April 7 (UPI) -- Technologies designed to convert CO2 into biofuels and useful chemicals have mostly been confined to the laboratory, limited in their scale and efficiency -- until now.
Engineers in South Korea have developed a large-scale electrochemical CO2 conversion system, as well as a scalable method for producing the catalyst.
The new sea urchin-shaped nano copper catalyst electrode -- described Wednesday in the journal Nano Energy -- is able to convert CO2 into large quantities of ethylene, a hydrocarbon used to make plastics, synthetic rubber and common materials.
"The findings of this study are expected to make a substantial contribution to the commercialization of an electrochemical carbon dioxide conversion system," study lead author Hyung-Suk Oh, researcher at the Korean Institute of Science and Technology, said in a news release.

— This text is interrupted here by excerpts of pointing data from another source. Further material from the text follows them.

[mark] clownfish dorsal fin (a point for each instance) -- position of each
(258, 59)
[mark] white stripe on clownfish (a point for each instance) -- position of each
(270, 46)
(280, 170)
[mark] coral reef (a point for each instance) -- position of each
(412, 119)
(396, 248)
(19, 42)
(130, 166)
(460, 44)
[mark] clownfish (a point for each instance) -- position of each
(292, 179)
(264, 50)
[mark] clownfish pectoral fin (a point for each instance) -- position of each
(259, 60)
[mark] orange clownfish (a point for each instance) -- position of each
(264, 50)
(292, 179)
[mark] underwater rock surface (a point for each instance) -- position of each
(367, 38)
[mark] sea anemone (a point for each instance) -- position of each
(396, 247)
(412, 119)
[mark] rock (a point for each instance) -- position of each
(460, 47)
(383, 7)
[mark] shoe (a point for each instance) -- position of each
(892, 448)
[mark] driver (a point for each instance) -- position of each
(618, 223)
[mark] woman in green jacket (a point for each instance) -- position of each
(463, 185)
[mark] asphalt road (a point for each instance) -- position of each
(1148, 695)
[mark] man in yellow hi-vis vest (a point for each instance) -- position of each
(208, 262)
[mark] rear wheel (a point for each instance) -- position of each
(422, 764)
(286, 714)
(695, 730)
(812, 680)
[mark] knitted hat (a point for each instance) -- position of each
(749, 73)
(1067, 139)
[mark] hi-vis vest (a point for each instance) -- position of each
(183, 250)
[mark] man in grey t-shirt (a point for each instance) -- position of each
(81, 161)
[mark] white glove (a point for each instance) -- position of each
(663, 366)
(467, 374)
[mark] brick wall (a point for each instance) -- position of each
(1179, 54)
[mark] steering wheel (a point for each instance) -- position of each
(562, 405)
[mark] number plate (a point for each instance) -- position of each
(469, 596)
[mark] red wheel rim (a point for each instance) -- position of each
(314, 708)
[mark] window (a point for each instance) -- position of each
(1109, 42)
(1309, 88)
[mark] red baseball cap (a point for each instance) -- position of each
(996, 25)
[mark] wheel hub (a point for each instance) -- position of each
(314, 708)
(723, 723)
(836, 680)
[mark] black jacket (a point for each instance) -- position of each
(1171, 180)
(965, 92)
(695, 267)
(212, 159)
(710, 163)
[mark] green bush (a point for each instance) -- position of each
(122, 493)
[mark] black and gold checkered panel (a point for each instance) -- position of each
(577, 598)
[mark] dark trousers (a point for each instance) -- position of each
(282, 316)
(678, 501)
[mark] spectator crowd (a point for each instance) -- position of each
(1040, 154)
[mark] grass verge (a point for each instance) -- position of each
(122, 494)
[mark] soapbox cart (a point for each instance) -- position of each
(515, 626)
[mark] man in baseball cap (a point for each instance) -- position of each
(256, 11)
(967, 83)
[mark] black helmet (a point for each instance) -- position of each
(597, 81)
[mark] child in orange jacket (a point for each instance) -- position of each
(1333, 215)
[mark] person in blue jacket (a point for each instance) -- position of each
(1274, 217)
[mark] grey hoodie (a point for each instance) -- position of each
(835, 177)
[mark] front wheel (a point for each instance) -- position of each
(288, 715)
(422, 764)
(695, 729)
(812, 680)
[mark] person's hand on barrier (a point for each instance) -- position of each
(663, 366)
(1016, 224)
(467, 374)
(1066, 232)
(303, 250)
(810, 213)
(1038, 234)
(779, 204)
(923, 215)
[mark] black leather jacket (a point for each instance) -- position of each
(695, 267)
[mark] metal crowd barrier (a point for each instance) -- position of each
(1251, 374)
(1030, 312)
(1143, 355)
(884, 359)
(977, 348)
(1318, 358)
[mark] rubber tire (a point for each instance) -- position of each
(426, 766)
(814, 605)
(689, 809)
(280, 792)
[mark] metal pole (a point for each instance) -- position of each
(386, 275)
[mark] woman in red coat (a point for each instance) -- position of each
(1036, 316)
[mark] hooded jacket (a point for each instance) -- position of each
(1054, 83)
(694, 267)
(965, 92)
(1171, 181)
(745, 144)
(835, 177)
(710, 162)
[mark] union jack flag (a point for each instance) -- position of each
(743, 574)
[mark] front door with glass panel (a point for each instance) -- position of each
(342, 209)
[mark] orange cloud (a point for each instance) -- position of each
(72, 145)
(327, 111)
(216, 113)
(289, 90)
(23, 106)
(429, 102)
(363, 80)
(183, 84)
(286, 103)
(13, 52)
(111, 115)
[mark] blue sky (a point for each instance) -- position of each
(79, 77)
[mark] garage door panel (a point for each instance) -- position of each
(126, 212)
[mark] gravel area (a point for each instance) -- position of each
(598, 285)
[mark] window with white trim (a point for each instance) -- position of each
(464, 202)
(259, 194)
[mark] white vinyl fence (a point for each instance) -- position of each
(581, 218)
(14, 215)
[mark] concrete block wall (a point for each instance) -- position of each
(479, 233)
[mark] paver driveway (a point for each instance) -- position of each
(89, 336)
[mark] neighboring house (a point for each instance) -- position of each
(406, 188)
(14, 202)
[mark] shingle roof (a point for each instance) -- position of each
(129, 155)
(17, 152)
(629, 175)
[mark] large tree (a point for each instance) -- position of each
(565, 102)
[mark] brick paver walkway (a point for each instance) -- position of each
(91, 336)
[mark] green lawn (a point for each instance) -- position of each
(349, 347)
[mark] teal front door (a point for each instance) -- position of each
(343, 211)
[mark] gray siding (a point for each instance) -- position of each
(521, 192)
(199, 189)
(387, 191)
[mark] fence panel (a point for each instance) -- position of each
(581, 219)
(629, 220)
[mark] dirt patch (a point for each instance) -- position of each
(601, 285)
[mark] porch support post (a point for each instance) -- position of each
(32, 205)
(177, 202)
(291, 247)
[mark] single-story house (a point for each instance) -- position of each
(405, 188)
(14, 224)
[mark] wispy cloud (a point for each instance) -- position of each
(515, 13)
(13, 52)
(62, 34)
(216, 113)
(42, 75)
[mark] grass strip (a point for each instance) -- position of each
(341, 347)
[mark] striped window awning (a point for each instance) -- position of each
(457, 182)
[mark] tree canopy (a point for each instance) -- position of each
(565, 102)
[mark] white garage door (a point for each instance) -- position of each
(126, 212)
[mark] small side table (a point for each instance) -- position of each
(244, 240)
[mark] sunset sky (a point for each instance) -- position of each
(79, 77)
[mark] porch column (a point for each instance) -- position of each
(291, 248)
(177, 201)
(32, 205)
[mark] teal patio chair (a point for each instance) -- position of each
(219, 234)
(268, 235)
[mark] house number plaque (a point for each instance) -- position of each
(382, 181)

The copper catalyst features an array of irregular spines -- long and short, thick and thick -- recalling the appearance of a sea urchin. The catalyst's unique shape helps it convert CO2 with greater efficiency while using less electricity.

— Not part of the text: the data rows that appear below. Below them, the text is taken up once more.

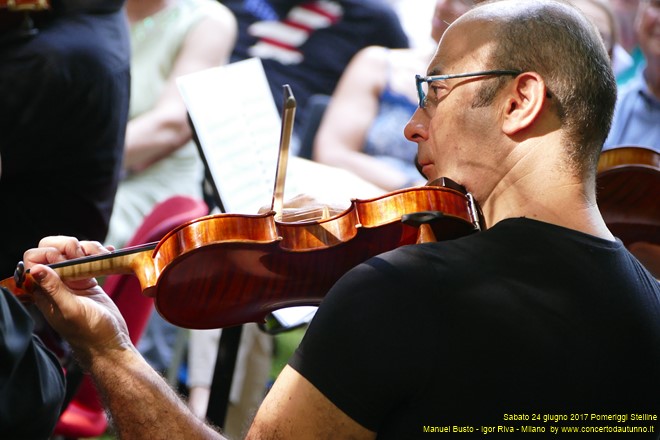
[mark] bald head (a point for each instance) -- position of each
(557, 41)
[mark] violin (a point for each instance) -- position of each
(16, 18)
(628, 184)
(228, 269)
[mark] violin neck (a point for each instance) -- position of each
(124, 261)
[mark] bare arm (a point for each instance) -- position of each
(160, 131)
(141, 403)
(295, 409)
(350, 114)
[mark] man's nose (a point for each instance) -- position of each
(416, 129)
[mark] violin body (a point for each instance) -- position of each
(227, 270)
(628, 189)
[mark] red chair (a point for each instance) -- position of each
(84, 416)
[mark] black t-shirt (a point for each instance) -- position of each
(308, 44)
(63, 114)
(525, 319)
(31, 378)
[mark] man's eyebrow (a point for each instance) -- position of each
(434, 71)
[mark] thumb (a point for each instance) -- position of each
(48, 290)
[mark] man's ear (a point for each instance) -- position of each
(524, 103)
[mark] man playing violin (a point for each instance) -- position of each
(544, 312)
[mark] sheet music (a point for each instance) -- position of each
(238, 126)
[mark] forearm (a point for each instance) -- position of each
(141, 403)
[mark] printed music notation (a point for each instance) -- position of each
(238, 128)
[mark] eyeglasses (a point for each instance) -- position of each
(425, 83)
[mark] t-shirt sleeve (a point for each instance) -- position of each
(31, 378)
(354, 352)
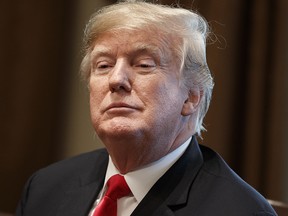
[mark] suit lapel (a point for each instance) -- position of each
(171, 191)
(79, 200)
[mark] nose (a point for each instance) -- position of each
(119, 79)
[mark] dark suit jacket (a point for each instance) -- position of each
(199, 183)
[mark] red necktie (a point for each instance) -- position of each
(116, 189)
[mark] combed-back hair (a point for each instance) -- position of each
(187, 26)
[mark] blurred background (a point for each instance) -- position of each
(44, 104)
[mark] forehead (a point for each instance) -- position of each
(132, 41)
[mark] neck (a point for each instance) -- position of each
(130, 155)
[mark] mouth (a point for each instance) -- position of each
(120, 107)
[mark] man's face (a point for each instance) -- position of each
(135, 89)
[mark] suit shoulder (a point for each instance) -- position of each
(221, 180)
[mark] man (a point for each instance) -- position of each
(150, 88)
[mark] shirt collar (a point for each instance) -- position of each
(141, 181)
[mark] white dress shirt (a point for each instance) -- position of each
(140, 181)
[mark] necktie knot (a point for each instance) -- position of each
(117, 187)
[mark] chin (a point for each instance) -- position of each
(119, 130)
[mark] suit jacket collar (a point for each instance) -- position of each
(171, 191)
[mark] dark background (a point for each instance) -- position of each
(44, 107)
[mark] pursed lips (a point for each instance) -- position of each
(119, 106)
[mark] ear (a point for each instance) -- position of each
(191, 103)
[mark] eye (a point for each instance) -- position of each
(101, 67)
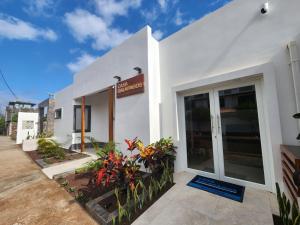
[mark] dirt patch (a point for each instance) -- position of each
(83, 187)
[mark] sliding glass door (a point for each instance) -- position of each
(223, 134)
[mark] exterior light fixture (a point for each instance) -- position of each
(118, 78)
(138, 69)
(265, 8)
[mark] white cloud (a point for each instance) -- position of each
(39, 7)
(84, 26)
(150, 15)
(81, 62)
(163, 4)
(108, 9)
(158, 34)
(178, 20)
(14, 28)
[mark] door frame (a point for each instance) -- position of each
(217, 170)
(214, 88)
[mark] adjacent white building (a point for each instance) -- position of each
(225, 88)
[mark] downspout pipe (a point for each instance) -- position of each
(295, 69)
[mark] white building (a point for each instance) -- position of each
(225, 88)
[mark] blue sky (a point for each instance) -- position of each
(44, 42)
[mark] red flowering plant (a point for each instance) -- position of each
(122, 171)
(112, 170)
(132, 172)
(154, 156)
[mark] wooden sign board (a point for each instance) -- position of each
(131, 86)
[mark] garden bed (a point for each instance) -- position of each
(82, 186)
(45, 162)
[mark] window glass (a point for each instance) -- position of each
(77, 118)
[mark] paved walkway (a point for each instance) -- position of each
(28, 197)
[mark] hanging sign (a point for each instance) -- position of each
(131, 86)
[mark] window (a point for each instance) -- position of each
(58, 113)
(77, 118)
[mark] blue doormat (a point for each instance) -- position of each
(221, 188)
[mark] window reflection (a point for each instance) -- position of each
(240, 134)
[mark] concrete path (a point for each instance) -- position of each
(27, 197)
(183, 205)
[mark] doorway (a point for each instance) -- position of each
(223, 134)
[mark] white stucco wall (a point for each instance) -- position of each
(63, 127)
(136, 115)
(99, 117)
(235, 41)
(235, 37)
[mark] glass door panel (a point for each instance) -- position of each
(199, 133)
(242, 153)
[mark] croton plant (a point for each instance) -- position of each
(121, 170)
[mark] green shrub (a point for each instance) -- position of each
(50, 148)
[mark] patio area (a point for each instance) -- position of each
(183, 205)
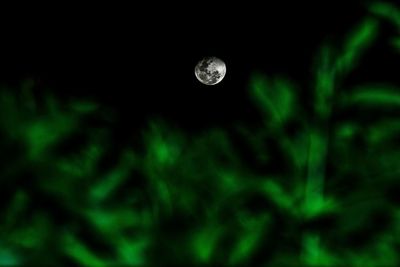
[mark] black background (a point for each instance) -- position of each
(140, 60)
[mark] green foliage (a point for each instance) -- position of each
(323, 195)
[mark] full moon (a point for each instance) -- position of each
(210, 70)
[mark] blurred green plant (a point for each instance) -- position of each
(324, 194)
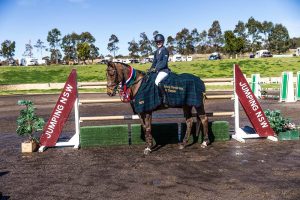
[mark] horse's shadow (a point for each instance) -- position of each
(173, 133)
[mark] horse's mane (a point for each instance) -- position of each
(126, 65)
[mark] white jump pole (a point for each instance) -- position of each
(255, 85)
(297, 97)
(287, 87)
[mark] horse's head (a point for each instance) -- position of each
(112, 78)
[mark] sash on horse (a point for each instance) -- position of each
(183, 89)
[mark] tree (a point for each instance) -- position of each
(184, 42)
(240, 31)
(69, 46)
(170, 45)
(7, 49)
(215, 35)
(40, 46)
(254, 29)
(295, 42)
(233, 44)
(153, 42)
(94, 53)
(266, 28)
(83, 51)
(279, 39)
(145, 45)
(133, 49)
(55, 56)
(202, 47)
(112, 44)
(54, 38)
(28, 50)
(86, 37)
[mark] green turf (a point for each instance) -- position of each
(163, 133)
(203, 68)
(92, 136)
(289, 135)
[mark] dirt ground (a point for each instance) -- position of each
(257, 169)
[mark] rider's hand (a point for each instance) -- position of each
(153, 70)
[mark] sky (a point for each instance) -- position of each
(24, 20)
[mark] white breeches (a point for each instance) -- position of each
(160, 77)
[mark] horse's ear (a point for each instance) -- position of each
(108, 62)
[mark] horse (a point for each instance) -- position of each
(118, 74)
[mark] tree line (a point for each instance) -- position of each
(246, 37)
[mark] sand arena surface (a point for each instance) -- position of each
(258, 169)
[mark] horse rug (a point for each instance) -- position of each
(181, 89)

Equally as important, production of the stackable catalyst can be easily scaled.
Researchers were able to boost the efficiency of the catalyst by adding copper hydroxide and copper oxide, a pair of alkaline substances.
Real-time imaging instruments, including X-ray absorption spectroscopy, revealed the benefits of the catalyst's unique chemical properties during the reactive process.
"Our findings provide a new strategy for converting CO2 to C2H4, which is expected to accelerate the commercialization of high-value chemical production through electrochemical CO2 reduction," the researchers wrote in their paper.
The scientists said they plant to scale their technology in followup tests, with the hopes of preparing the catalyst for commercialization.